On Tuesday, Louisiana Attorney General Buddy Caldwell filed a potentially precedent-setting lawsuit: He’s accusing major auto-insurance provider State Farm of forcing car repair shops to install unsafe replacement parts, endangering drivers across America.The lawsuit was filed in Baton Rouge’s 19th Judicial district and is currently being reviewed by State Farm. In a press conference, Caldwell said, “State Farm has created a culture of unsafe business practices in which consumer vehicle repairs are performed with cost savings as the primary goal, rather than safety and reliability.”Caldwell is focusing specifically on the use of after-market and junkyard parts for car repairs. These parts are cheaper to buy and install, but they may also be damaged or ill-fitting. Cheap parts often lack sufficient coating and rust quicker. All of these factors put drivers in danger of second accidents once they leave the repair shop.
These issues would seem to stem from the “direct repair program” shops insurers contract with to make sure repair work is done as cheaply as possible, but according to Caldwell, fault lies with the insurers, not the mechanics.
State law doesn’t allow State Farm to force its clients to use specific shops, but the company can determine what it will pay for at each shop.

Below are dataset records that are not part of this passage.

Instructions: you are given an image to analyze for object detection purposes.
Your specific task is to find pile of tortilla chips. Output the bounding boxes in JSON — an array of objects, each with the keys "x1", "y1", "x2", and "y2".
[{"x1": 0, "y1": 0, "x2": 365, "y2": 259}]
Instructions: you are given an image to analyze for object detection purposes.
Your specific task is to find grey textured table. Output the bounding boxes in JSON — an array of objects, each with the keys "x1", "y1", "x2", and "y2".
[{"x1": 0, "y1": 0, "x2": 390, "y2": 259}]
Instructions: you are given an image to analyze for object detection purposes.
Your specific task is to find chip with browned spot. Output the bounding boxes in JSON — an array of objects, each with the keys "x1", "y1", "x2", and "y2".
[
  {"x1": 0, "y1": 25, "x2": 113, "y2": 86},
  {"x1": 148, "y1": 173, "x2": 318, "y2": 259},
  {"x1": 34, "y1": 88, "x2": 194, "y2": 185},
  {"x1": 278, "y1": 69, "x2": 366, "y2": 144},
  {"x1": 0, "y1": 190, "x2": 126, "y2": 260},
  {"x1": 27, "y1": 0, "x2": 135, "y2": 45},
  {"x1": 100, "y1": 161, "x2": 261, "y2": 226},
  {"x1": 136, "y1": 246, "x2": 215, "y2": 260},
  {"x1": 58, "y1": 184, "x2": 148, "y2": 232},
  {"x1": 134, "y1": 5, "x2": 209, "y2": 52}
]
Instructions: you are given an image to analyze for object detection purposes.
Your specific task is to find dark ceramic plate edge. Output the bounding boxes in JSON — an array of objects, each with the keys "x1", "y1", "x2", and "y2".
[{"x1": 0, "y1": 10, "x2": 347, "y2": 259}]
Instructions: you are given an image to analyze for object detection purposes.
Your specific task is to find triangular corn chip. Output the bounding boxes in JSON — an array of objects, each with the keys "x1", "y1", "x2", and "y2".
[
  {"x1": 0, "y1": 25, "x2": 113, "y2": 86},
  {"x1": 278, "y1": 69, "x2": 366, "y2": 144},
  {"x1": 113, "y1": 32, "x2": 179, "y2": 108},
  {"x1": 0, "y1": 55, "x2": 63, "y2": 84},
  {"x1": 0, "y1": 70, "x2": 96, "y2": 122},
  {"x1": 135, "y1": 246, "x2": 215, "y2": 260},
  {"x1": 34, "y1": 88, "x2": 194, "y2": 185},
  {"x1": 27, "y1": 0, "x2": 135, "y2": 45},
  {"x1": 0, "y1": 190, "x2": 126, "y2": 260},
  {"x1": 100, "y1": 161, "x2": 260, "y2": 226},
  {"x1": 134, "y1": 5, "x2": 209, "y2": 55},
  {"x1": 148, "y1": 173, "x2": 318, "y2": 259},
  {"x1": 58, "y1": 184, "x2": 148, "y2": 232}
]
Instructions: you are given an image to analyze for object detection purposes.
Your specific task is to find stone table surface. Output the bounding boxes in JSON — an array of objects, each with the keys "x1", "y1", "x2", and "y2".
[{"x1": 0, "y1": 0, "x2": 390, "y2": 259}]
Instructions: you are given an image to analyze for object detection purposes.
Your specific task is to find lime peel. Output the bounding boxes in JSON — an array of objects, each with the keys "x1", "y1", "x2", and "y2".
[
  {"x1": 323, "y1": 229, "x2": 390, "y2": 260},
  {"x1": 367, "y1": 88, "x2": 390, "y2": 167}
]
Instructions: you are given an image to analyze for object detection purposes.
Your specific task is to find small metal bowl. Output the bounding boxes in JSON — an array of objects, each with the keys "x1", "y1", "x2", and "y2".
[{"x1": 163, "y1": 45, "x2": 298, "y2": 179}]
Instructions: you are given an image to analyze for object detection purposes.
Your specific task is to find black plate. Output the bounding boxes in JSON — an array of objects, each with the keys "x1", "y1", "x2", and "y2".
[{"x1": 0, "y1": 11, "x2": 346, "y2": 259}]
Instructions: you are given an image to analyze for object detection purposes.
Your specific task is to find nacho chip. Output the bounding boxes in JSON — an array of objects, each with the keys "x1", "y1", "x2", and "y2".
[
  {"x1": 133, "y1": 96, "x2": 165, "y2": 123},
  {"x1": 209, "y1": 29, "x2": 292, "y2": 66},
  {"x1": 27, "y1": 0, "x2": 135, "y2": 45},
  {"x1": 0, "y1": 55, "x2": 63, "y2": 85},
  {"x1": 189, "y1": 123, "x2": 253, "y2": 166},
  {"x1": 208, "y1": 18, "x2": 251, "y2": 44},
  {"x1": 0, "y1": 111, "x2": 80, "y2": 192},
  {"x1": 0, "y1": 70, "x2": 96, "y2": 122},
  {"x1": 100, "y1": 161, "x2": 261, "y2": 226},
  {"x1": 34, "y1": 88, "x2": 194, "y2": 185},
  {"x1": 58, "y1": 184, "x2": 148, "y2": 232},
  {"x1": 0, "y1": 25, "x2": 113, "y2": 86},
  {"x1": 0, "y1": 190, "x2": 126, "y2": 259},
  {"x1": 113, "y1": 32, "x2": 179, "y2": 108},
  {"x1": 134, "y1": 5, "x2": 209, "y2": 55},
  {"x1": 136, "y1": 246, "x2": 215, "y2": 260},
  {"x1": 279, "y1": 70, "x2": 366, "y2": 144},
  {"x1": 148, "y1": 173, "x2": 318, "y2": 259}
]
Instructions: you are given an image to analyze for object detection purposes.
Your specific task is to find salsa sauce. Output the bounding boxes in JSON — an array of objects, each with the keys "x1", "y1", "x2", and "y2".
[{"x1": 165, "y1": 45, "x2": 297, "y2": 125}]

Caldwell says that insurance companies like State Farm use this loophole to restrict the types of parts they’ll pay for, forcing consumers to pay the difference if they want parts made by the original manufacturer.
“In some cases, you can actually buy the OE parts for only slightly more than the used parts themselves – especially some of the higher end safety components,” says Ray Weatherspoon, President Of Weatherspoon Automotive. “This practice really depends on what parts are being used, wear items are especially important to replace with new items and junkyard parts should never be used in these situations. In certain cases, junkyard parts are acceptable to use if the part is verified as being functional and if there is a major price difference.”

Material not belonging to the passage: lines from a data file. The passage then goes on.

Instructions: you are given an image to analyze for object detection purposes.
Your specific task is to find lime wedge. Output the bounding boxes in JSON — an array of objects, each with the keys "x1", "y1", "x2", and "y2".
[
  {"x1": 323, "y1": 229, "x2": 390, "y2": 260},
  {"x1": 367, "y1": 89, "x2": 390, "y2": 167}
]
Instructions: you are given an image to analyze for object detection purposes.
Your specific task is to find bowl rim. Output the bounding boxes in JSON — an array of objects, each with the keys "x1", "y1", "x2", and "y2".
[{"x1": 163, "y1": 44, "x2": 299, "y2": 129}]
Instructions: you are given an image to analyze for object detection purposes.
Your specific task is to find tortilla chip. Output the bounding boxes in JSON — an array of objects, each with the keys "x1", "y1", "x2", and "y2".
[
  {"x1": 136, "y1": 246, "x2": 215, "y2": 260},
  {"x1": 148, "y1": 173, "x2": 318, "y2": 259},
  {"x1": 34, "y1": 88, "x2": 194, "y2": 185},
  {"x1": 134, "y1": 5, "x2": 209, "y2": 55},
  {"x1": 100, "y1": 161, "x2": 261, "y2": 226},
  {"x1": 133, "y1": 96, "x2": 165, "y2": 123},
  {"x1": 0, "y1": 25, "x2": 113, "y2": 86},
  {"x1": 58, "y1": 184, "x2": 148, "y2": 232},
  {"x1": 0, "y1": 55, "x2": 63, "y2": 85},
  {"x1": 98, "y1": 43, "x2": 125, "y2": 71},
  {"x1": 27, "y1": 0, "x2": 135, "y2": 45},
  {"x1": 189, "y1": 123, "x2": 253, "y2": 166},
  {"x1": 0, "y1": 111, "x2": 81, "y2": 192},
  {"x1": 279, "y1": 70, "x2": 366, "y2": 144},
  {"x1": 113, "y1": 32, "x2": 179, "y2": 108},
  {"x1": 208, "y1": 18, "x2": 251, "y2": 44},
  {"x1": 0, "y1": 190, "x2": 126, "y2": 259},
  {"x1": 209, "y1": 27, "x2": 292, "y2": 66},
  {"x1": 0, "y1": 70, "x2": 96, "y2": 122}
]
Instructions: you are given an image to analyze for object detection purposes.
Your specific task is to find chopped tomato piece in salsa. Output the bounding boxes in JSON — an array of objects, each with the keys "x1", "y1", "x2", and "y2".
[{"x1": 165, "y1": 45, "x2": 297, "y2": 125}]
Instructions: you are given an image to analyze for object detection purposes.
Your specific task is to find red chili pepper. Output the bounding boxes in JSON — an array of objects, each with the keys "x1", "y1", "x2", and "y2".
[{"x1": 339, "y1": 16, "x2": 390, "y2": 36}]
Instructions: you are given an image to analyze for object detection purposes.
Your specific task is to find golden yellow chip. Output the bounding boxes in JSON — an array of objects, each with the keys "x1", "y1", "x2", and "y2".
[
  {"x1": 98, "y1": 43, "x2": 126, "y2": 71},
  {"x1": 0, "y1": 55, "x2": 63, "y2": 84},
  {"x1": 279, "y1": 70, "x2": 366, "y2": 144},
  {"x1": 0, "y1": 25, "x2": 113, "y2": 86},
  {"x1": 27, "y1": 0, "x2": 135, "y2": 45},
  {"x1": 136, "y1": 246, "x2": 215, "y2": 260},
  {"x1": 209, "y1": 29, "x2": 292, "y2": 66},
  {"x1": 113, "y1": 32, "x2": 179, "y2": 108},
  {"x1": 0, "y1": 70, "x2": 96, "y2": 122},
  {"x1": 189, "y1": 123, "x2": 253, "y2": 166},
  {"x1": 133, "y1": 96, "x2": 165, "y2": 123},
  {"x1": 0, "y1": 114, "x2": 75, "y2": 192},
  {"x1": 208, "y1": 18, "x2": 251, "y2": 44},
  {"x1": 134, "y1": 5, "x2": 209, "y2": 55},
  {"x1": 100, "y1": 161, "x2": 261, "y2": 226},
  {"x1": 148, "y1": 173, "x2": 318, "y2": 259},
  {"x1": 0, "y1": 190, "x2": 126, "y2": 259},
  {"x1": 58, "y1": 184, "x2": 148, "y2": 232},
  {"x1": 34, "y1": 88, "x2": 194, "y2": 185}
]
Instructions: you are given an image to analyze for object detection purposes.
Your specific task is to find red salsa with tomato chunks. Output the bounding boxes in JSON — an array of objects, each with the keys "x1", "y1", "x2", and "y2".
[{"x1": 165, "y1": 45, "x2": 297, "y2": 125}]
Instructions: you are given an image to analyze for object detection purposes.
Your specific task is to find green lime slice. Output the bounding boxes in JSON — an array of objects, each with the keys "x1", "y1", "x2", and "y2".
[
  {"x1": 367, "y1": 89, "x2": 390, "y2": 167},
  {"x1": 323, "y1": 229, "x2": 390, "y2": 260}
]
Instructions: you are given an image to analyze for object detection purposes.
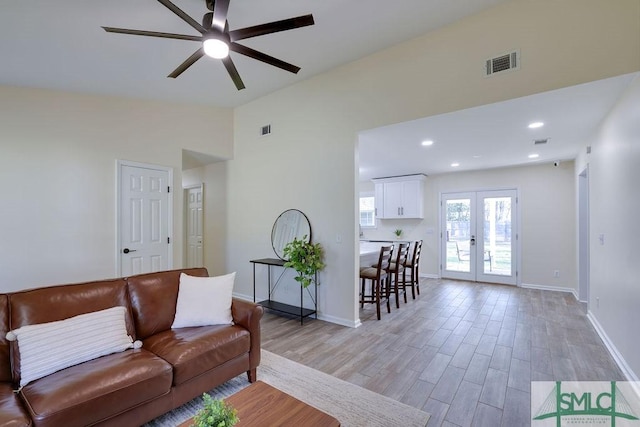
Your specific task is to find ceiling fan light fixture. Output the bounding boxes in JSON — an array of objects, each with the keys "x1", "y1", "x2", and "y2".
[{"x1": 202, "y1": 38, "x2": 229, "y2": 59}]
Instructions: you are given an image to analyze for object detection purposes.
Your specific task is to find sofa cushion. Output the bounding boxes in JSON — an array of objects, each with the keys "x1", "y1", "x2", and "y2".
[
  {"x1": 9, "y1": 279, "x2": 136, "y2": 383},
  {"x1": 0, "y1": 383, "x2": 32, "y2": 427},
  {"x1": 7, "y1": 307, "x2": 139, "y2": 386},
  {"x1": 171, "y1": 273, "x2": 236, "y2": 328},
  {"x1": 143, "y1": 325, "x2": 250, "y2": 386},
  {"x1": 126, "y1": 268, "x2": 209, "y2": 340},
  {"x1": 20, "y1": 349, "x2": 172, "y2": 427}
]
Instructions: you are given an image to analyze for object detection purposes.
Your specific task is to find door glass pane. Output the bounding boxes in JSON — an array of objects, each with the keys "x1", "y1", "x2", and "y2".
[
  {"x1": 445, "y1": 199, "x2": 471, "y2": 273},
  {"x1": 478, "y1": 197, "x2": 512, "y2": 276}
]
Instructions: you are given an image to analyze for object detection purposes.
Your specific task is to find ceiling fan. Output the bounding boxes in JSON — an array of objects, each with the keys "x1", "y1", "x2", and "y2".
[{"x1": 102, "y1": 0, "x2": 314, "y2": 90}]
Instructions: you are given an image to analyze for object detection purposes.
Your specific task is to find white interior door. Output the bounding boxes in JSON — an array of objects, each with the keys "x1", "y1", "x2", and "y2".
[
  {"x1": 118, "y1": 163, "x2": 172, "y2": 277},
  {"x1": 441, "y1": 190, "x2": 518, "y2": 285},
  {"x1": 185, "y1": 184, "x2": 204, "y2": 268}
]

The focus is on State Farm because it’s the most prominent auto insurer in the state, covering almost 34% of all Louisiana policies. Caldwell and his supporters hope that a win against State Farm, a national leader, will encourage other auto insurance companies to reform their practices as well.The lawsuit accuses State Farm and its tradition of directing customers to specific shops over others of violating Louisiana’s unfair trading practices. The insurer also drives customers away from non-select shops by telling customers they’ll have to pay more for unreliable work as well as refusing to pay for repairs that take longer than they should, according to Caldwell’s allegations.To give the lawsuit weight, Caldwell distributed photos of a wrecked Honda with an aftermarket hood that split and crashed through the windshield instead of crumpling. The drivers were further endangered because the repair shop painted over the airbag trigger in the car’s bumper, preventing them from activating.
Caldwell is seeking $5,000 per violation in civil penalties in the lawsuit, as well as restitution for consumers who paid extra for the original parts their insurer denied.